Pub Date: May 9th, 2017
ISBN: 978-1-78074-939-6
Publisher: Rock the Boat/Oneworld

Donohoe’s title character is a modern addition to tragic white butches of the past in this bleak debut set in 1980s England.

Birdy has a lot to deal with. Trouble with neighborhood kids. Casual racism amid conflict with the Irish Republican Army and in the Falklands. A crush on a teacher ending in attempted sexual assault. Her conscience haunted by her failure to prevent the brutal murder of the family’s cat.
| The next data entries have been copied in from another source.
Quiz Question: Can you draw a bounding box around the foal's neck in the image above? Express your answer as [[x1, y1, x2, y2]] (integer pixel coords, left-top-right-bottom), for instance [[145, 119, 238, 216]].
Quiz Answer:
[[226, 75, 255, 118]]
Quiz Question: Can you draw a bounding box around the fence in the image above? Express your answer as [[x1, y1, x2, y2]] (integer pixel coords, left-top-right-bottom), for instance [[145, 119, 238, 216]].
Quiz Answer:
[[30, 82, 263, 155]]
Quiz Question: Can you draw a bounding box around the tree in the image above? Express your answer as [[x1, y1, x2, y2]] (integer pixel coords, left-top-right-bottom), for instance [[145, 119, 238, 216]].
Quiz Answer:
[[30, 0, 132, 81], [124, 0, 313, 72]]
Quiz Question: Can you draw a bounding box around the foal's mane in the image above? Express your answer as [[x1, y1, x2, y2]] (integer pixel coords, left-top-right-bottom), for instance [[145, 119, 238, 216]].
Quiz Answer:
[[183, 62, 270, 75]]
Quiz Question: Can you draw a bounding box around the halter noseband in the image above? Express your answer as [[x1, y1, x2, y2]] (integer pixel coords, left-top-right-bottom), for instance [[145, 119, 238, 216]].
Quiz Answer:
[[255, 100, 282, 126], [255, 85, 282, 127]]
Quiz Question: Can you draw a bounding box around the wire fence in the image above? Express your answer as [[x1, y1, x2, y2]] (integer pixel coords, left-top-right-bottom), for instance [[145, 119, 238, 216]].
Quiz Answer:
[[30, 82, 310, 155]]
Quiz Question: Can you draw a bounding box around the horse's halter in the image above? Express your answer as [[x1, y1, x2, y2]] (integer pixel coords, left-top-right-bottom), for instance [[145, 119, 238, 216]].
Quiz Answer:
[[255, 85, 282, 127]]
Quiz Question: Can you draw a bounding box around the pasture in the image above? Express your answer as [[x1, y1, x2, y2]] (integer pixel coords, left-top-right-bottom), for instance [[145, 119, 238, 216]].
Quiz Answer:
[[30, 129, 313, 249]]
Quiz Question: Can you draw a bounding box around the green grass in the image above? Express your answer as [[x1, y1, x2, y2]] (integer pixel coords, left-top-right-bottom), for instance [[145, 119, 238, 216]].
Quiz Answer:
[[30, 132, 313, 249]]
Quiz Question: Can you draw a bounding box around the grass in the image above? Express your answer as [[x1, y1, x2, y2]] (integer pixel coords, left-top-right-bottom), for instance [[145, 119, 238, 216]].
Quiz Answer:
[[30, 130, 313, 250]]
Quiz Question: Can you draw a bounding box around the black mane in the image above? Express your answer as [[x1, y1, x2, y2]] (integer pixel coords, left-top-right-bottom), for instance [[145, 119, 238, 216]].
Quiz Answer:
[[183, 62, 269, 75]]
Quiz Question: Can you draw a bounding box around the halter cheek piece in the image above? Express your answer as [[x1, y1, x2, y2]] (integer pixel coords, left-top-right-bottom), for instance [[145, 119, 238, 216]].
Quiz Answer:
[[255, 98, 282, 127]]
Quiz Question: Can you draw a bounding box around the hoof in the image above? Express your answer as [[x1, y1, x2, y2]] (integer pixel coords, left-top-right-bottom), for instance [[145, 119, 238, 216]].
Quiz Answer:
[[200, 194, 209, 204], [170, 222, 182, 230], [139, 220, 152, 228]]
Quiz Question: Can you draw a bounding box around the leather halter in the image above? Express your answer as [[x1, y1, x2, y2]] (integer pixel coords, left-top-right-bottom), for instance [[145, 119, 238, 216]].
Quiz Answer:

Squeamish readers who want to move past memories of the black-and-white pet cannot, with her family hoping she comes home even as her blood is literally on Birdy’s clothes. The world seems confusing and murky from Birdy’s perspective, mimicking her necessary dissociation from assorted traumas—most of which are persistent tropes in stories about gender-nonconforming youth. Readers are left wondering if Birdy finds a clearer sense of self; she enjoys being taken for a boy but resents harassment from peers about getting a “sex change.” Labels aren’t always the answer, but this ambiguity precludes a more powerful resolution. Birdy experiences gender dysphoria, but readers can only speculate if that would ease with medical transition, with community among masculine women, or some other path. While her story ends with support and hope for the future, it’s unclear what that future will be.

Reminiscent of older lesbian fiction, this novel will satisfy readers with a taste for queer angst—but they really need to want it.